Some of the founders, like media mogul Haim Saban or serial enterpreneur Blake Mycoskie, have stereotypical founder traits — supremely confident, extroverted risk-takers who see business opportunities wherever they go. But a wide variety of people start companies. Some, like Eileen Fisher (of the eponymous clothing company) and Andy Dunn, of Bonbobos, struggled with anxiety or depression. Others were introverts, like Roxanne Quimby of Burt’s Bees, who spent seven years in a rural Maine cabin she and her boyfriend built. Still others didn’t seem to have instincts for business — Bob Keith Alexander of Springfree Trampoline comes across as basically a real-life version of Belle’s dad from Beauty and the Beast; Bob Moore of Bob’s Red Mill was a 46-year-old seminary student who previously owned a failing gas station.

…but there is one thing all founders have in common

The one thing that the founders do have in common is a willingness to go after opportunity — to have a cool idea and actually do it, rather than talking about it and moving on.
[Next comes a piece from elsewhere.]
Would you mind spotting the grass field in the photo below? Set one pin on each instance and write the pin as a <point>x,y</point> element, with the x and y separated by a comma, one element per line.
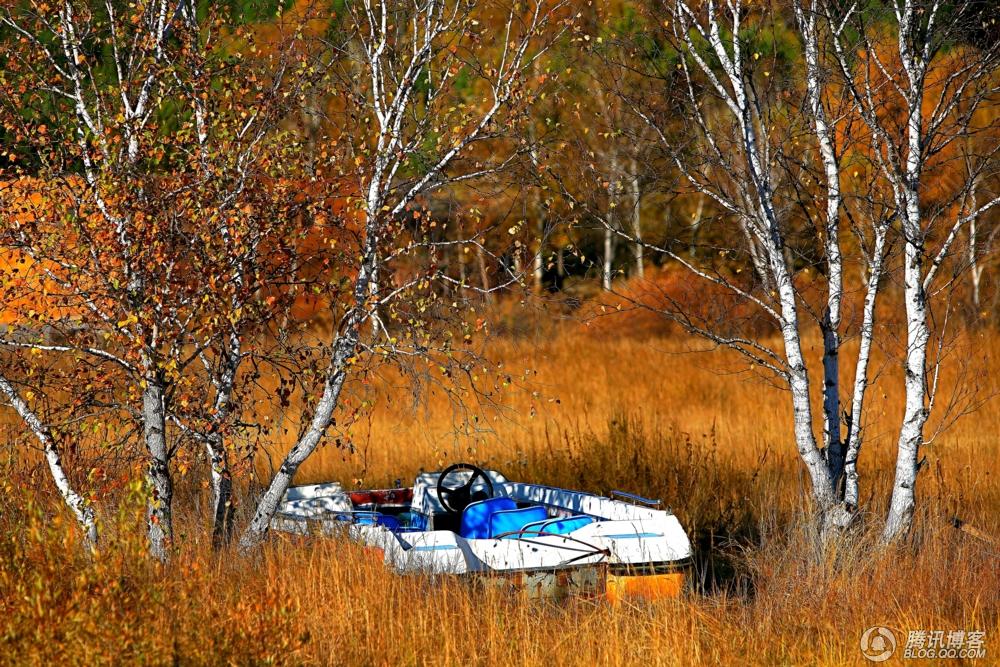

Listening to the episodes, I was shocked to realize that the original vision for Kickstarter was almost identical to an idea some friends and I had discussed, long before Kickstarter existed — with the difference being that Perry Chen actually built his idea, and we didn’t. If you spend about ten minutes a day thinking about business ideas, or if you write down every business idea that crosses your mind, it’s highly likely that within a week you’ll have at least one totally viable idea. Actually building it, though, is another story, and requires extreme persistence and dedication, which leads directly to the next lesson.

Making money is a terrible reason to start a business

OK, starting a business is a good way to make a huge amount of money. But it probably won’t work, and even if it does, you will have worked incredibly hard for a good 10–15 years before it does. Most people need to be motivated by something else rather than the promise of a possible, far-future payday in order to put in the work that starting a business requires. All the founders seemed legitimately passionate about their product — even the guy whose business consisted of wringing every possible dime out of the intellectual property rights to Alvin and the Chipmunks. If you just want the things money can buy, it’s a much better idea to get a high-paying job.

If you open a restaurant, and on your first day you open the doors at 10am, you will spend the next two hours convinced your business is doomed, because nobody goes to restaurants at 10am

Now you know.

Bonus: the best episodes of How I Built This.

Haim Saban

Burt’s Bees

Five Guys

Springfree Trampoline

Special thanks for this article goes to Alex Allain, without whose persistence it would have been yet another cool idea that I never built.